I went to the field three times i.e. February 2008, January 2009 and January 2011. Throughout those three field trip experiences I was enthusiastic, expectant and confident that I would obtain the data I needed. I must admit that I also had my fears and anxieties, for example, I wondered what it would be like for my family if I got abducted myself. I also made an extra trip in October 2010 for a dissemination workshop. Anyone doing an ethnographic study knows the joys and tears of field research. In the following section I present my field research experiences.
In the company of my research assistant I visited the Gulu support the children organization, Layibi sub-ward, Bardege A, and Coope Camp. I obtained valuable information orally through interviews and through observation. All through that time I encountered formerly recruited girls who had served as soldiers in different capacities. I saw their living conditions and carefully listened to their experiences of rituals which they had performed. Hearing and seeing these young girls share their stories of life in captivity was an eye opener to me, who had not been very close to the reality of the conflict in Northern Uganda.
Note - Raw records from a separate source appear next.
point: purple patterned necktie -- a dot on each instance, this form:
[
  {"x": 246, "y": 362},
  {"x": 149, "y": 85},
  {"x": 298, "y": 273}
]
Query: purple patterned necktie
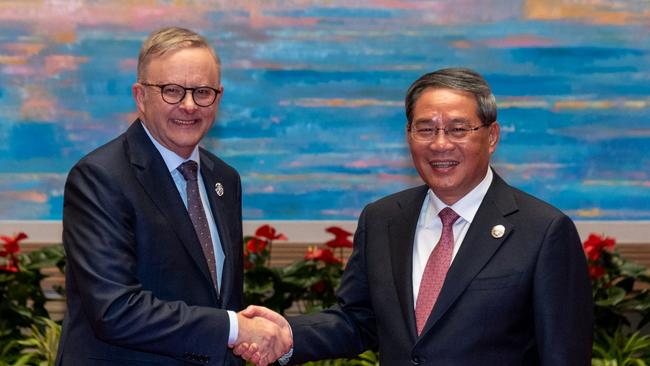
[
  {"x": 189, "y": 170},
  {"x": 436, "y": 269}
]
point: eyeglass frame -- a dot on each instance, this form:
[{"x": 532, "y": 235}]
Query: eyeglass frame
[
  {"x": 163, "y": 86},
  {"x": 413, "y": 132}
]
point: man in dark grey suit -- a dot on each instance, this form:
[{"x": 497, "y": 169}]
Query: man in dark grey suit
[
  {"x": 152, "y": 228},
  {"x": 465, "y": 270}
]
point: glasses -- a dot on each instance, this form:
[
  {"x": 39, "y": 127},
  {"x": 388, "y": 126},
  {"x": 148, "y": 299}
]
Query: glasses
[
  {"x": 203, "y": 96},
  {"x": 427, "y": 132}
]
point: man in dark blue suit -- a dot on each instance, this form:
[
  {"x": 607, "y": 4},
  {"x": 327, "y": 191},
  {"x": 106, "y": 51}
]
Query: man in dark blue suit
[
  {"x": 152, "y": 228},
  {"x": 465, "y": 270}
]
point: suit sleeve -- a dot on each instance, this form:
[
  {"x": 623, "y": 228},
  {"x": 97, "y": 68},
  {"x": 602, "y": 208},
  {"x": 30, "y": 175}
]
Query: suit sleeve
[
  {"x": 101, "y": 246},
  {"x": 347, "y": 329},
  {"x": 563, "y": 305}
]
In January 2009, I made another trip to Gulu district. This was for purposes of filling in the gaps which had been identified during data analysis. This second field study trip was very informative and served the purpose of clarity. It was on the 23rd January 2009 that I visited Amuru district a Pabwo village where I witnessed the burial of bones and moyo cer, the ritual of cleansing of the land which were vital in the context of reintegration. Especially, because people were returning to their original homesteads where they had to rebuild and settle once again. By this time I had established connections with the deputy Rwot whom I had interviewed in 2008. We had established a certain degree of trust and so, he called me to go with a team to Amuru, where the rituals were going to take place.
In October 2010, I participated in a dissemination workshop in Gulu which formed an important experience of my research process because I presented my findings The participants contributed towards the validation of the findings. My third field research trip took place in January 2011. This served the purpose of concretizing earlier findings and making further clarifications, as well as doing a final observation of the process of reintegration of the formerly abducted girls, with regard to whether rituals played an important role in their lives as they settled down in the community.